Based on the outcomes from the International Conference on Concussion in Sport held in Amsterdam in October 2022, the resulting statement involved more than 100 expert researchers and clinicians from around the world and represents consensus on the current understanding of concussions in sports. 

This statement considers the latest research findings and advancements in the field. It also incorporates novel aspects that were not present in previous versions of the statement, reflecting the progress made in understanding concussions and their management – with the purpose being to optimise the care of athletes at all levels of participation who have, or who are at risk of, concussion.

One of the primary objectives of the conference was to identify research priorities in the field of sports-related concussions. By doing so, it aimed to guide future research efforts, ensuring that scientific inquiries are directed towards areas that require further investigation and development.
ISEH Concussion specialists Professor Mike Loosemore MBE and Dr Michael Turner were heavily involved in the development of this consensus statement, as they dedicated a vast time over a 2- year period to review findings in the systematic reviews. 

Professor Mike Loosemore MBE, ensured guidance for the SCOAT 6 and SCOAT 6 Child was accurate and aligned to the latest research findings. The SCOAT 6 is designed as an office tool to be used to help diagnose concussion after the first 72 hours. The tools have been researched and are valid for up to a month from the original concussion. 

Dr Michael Turner was tasked with reviewing two of the systematic reviews and was also a Co-author of the last 3 Consensus statements (Zurich, Berlin, Amsterdam).

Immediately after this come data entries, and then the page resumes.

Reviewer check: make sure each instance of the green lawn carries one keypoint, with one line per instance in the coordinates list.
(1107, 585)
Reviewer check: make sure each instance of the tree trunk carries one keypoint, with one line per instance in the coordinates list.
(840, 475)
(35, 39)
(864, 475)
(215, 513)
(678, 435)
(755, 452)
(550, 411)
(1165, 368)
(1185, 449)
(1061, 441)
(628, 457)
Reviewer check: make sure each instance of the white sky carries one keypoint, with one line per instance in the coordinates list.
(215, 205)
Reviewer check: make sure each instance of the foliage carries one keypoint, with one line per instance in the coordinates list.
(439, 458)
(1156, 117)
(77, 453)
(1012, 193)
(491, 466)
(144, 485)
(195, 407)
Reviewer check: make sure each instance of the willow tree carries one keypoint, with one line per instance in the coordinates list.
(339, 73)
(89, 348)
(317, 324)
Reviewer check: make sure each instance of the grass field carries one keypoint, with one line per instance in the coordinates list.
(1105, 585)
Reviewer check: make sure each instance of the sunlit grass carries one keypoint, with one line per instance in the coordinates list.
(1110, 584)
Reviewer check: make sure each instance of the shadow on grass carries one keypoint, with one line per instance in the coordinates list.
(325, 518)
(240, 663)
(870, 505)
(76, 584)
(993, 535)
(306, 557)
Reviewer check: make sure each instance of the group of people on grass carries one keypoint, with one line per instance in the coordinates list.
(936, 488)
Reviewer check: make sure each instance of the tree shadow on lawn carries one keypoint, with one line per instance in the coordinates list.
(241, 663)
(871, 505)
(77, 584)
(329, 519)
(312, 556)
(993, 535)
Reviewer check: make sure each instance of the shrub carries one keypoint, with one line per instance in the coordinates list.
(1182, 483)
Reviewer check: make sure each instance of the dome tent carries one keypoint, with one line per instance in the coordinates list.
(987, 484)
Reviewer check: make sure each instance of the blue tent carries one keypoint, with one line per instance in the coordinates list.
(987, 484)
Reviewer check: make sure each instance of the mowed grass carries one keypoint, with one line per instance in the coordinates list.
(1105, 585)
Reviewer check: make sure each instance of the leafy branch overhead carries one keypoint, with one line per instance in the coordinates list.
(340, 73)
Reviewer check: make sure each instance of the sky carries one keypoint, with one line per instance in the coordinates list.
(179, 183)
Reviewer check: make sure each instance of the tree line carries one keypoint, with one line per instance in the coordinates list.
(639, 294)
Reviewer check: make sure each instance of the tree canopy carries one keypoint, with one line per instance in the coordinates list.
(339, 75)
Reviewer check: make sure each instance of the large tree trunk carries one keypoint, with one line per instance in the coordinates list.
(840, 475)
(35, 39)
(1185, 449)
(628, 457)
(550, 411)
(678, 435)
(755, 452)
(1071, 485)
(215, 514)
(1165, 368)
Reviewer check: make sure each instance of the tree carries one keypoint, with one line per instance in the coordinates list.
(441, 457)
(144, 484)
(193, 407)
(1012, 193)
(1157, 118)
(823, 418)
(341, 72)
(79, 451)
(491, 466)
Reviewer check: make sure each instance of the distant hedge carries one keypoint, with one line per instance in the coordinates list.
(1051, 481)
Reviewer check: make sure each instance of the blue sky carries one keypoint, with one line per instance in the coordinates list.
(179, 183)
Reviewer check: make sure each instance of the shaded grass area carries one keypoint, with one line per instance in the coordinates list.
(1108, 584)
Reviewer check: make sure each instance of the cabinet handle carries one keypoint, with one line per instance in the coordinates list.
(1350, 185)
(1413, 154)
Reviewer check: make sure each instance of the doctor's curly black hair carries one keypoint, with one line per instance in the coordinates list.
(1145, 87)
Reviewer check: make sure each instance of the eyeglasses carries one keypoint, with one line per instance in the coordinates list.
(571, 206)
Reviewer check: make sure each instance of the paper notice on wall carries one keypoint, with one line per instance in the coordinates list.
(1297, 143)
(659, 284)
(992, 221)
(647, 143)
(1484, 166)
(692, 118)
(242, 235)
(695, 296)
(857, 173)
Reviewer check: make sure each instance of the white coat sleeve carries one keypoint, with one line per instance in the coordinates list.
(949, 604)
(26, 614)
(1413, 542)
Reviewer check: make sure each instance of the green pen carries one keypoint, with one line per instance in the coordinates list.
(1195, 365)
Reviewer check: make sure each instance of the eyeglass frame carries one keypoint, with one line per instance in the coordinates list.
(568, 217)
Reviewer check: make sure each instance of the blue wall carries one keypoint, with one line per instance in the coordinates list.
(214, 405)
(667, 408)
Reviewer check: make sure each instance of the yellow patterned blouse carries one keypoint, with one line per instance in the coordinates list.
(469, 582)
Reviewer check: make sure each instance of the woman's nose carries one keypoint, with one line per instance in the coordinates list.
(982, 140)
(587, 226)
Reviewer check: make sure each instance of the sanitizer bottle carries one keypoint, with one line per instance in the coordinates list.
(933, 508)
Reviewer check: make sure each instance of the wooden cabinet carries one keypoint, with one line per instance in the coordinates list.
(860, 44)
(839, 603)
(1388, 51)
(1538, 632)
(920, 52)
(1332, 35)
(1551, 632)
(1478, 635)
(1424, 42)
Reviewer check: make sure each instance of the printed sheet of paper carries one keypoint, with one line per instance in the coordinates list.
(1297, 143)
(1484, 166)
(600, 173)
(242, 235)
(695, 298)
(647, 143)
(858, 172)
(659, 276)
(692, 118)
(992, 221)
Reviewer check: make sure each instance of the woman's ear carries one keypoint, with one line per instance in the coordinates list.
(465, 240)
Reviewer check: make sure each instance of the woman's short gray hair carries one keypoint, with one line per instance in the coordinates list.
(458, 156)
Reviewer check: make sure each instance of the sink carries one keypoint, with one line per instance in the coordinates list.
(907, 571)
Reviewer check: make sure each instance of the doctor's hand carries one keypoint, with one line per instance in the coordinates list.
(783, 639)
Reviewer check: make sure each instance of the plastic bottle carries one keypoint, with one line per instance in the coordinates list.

The Consensus Statement on Concussion in Sport includes:
•    New and updated age-appropriate tools to aid identification and management of condition
•    New versions of return to active sport and education strategies
•    Stronger evidence for benefits of light intensity exercise within first 48 hours to aid recover
•    New targeted approach to rehabilitation
•    Call for interdisciplinary working group to guide research into potential long-term effects

This new statement provides clinicians and sports organisations with the appropriate tools to help them better identify and manage sports related concussion in the short and longer term and ultimately, improve athlete care at all levels of sports participation.